Nope, I'm just the most hideous thing you'll ever see


----------



## Broshious (Dec 23, 2006)

LostInReverie said:


> Nope, I'm just the most hideous thing you'll ever see


Somehow I doubt that.


----------



## Razorblade Kiss (Oct 29, 2006)

illusionof_happiness said:


> FairleighCalm said:
> 
> 
> > > grr why do I crave compliments so much.
> ...


So you agree that I'm the "Cootie Queen"? Ok.
Nothing like a great kisser...seriously. Wow.


----------



## srschirm (Jun 25, 2006)

illusionof_happiness said:


> that would actually make me feel loved
> grr why do I crave compliments so much.

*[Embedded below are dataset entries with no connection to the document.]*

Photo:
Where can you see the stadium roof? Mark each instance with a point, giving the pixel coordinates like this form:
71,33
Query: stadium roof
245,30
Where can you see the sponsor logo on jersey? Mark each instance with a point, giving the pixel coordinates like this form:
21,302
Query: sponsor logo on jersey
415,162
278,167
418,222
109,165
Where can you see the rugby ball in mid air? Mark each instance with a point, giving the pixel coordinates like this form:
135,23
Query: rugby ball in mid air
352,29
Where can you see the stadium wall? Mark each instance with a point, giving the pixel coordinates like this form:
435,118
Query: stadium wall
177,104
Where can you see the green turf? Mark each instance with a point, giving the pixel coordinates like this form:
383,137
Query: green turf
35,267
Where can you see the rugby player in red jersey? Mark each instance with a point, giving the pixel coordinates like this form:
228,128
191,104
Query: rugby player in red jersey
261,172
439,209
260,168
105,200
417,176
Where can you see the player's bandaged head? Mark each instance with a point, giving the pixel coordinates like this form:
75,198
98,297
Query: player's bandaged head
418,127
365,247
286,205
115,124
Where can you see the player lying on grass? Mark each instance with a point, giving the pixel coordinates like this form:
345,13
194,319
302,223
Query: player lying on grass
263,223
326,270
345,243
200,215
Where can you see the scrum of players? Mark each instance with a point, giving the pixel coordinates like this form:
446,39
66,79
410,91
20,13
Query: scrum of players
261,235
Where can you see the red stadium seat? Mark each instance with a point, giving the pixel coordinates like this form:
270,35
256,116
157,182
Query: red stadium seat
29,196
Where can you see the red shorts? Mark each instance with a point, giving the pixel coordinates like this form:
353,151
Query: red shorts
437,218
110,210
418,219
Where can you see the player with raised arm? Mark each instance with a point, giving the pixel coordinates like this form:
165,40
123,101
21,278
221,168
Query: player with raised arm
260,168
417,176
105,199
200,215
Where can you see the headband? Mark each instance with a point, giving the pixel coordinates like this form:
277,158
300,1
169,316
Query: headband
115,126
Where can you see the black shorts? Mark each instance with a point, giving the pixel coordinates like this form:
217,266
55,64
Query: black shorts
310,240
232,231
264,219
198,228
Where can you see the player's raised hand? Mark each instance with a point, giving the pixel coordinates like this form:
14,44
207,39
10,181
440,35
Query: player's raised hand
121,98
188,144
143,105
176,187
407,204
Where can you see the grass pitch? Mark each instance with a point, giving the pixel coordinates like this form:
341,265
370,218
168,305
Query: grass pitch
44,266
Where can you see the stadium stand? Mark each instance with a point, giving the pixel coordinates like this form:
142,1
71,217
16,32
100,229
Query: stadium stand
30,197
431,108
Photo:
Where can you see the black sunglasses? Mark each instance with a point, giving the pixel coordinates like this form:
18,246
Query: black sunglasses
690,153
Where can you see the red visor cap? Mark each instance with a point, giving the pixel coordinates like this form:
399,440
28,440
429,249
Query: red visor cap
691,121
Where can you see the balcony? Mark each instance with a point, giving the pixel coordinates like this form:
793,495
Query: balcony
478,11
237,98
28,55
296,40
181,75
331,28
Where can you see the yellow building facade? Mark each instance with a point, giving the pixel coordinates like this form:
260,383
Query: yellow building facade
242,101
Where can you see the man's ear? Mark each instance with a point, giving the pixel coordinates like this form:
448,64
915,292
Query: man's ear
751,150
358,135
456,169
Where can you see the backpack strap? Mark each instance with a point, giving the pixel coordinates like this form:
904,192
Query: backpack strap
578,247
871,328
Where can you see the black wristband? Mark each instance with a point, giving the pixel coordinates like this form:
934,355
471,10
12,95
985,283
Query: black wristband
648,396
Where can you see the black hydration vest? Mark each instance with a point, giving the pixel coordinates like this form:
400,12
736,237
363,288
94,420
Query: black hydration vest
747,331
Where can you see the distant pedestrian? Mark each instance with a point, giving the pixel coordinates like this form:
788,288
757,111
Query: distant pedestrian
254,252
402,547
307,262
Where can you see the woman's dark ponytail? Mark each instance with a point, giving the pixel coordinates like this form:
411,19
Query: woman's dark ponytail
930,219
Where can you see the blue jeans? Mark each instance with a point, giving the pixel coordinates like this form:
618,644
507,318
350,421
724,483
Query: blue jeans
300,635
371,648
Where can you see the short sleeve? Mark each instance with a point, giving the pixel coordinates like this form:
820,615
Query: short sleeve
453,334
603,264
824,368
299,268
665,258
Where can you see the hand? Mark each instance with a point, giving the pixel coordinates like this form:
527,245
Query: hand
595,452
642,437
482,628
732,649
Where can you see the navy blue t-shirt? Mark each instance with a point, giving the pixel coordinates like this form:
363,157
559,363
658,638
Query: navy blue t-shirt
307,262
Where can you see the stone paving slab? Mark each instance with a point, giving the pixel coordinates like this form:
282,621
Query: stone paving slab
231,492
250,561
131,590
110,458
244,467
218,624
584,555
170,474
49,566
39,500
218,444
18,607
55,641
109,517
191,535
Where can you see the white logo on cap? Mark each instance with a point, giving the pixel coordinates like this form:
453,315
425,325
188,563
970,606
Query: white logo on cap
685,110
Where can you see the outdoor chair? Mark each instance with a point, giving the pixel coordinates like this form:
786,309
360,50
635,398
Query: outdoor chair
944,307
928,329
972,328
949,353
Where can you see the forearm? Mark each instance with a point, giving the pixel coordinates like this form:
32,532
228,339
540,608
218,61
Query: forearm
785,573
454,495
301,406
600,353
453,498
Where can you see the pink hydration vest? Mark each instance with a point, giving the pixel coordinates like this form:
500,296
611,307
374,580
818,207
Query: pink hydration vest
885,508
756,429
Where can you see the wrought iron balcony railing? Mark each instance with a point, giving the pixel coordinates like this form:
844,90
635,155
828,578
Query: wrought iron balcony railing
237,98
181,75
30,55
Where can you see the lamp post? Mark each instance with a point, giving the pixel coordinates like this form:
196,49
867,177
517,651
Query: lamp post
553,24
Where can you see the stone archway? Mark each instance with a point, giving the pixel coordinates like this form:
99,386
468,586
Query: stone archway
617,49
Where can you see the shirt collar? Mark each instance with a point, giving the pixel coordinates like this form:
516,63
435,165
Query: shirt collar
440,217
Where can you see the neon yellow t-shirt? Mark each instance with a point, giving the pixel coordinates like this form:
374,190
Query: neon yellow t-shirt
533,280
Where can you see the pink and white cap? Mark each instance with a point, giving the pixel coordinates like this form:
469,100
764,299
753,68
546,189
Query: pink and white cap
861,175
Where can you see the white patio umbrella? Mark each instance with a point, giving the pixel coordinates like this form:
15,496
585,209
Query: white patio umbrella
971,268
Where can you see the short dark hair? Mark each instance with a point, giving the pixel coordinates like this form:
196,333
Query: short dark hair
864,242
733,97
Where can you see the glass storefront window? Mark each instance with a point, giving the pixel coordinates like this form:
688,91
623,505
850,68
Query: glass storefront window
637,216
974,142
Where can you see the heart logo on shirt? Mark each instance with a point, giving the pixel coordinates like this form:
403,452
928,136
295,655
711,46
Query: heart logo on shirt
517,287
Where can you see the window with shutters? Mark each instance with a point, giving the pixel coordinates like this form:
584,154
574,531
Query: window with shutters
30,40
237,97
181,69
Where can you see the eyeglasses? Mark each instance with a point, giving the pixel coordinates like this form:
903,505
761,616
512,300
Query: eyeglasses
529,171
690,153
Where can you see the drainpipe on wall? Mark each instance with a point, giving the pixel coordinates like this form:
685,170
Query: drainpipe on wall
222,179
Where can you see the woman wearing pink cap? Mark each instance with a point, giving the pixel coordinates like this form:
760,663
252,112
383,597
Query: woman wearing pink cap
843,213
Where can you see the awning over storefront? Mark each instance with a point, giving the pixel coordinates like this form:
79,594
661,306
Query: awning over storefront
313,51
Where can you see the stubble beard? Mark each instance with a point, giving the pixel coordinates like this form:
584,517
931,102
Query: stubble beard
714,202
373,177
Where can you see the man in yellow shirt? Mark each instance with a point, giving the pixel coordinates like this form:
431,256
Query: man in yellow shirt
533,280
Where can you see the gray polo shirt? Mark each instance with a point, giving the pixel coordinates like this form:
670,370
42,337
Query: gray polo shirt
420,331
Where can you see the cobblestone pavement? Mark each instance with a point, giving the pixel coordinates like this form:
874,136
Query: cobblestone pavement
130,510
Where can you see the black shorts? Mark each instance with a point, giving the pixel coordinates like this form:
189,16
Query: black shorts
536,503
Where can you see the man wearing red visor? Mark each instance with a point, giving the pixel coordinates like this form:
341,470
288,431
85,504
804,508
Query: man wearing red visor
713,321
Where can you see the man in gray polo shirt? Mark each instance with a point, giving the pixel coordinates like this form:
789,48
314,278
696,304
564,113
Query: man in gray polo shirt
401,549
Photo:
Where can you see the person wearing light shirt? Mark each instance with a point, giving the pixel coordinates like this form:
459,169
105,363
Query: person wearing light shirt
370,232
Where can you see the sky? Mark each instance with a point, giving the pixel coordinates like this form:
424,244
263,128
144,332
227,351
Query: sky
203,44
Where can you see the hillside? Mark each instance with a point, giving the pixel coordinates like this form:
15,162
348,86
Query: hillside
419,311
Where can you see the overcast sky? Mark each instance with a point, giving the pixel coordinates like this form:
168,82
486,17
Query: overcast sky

It's natural, and nothing to be ashamed of. It's why women all over the world ask their men if they're fat. Of course not, honey.


----------



## LostinReverie (Mar 18, 2007)

Broshious said:


> Somehow I doubt that.


Then you would be wrong.


----------



## nothing_to_say (Nov 21, 2006)

i'm 35 and never kissed a girl (or boy).


----------



## scairy (Sep 18, 2005)

FairleighCalm said:


> ^ You know what they say, 23 is the new 16. Kiss away you juvey wanna be, lol.


Lol.

Yeah rationalizing how you're really 16 mentally doesn't justify it. That's pushing the legal envelope in my area.


----------



## scairy (Sep 18, 2005)

> oh I'm sure I will be posting this thread once again when I hit that age


I'd say that will only be the case if you want it to be that way. There is a guy out there that will kiss you, but you may not want to kiss him :b

I just wish my mind would stop playing with me and women would be more obvious when trying to show interest. I mean what am I supposed to conclude from staring? Then again they'd probably have to kiss me on the cheek for me to get it, lol. Even compliments I just chalk up to compliments because that's all they really are.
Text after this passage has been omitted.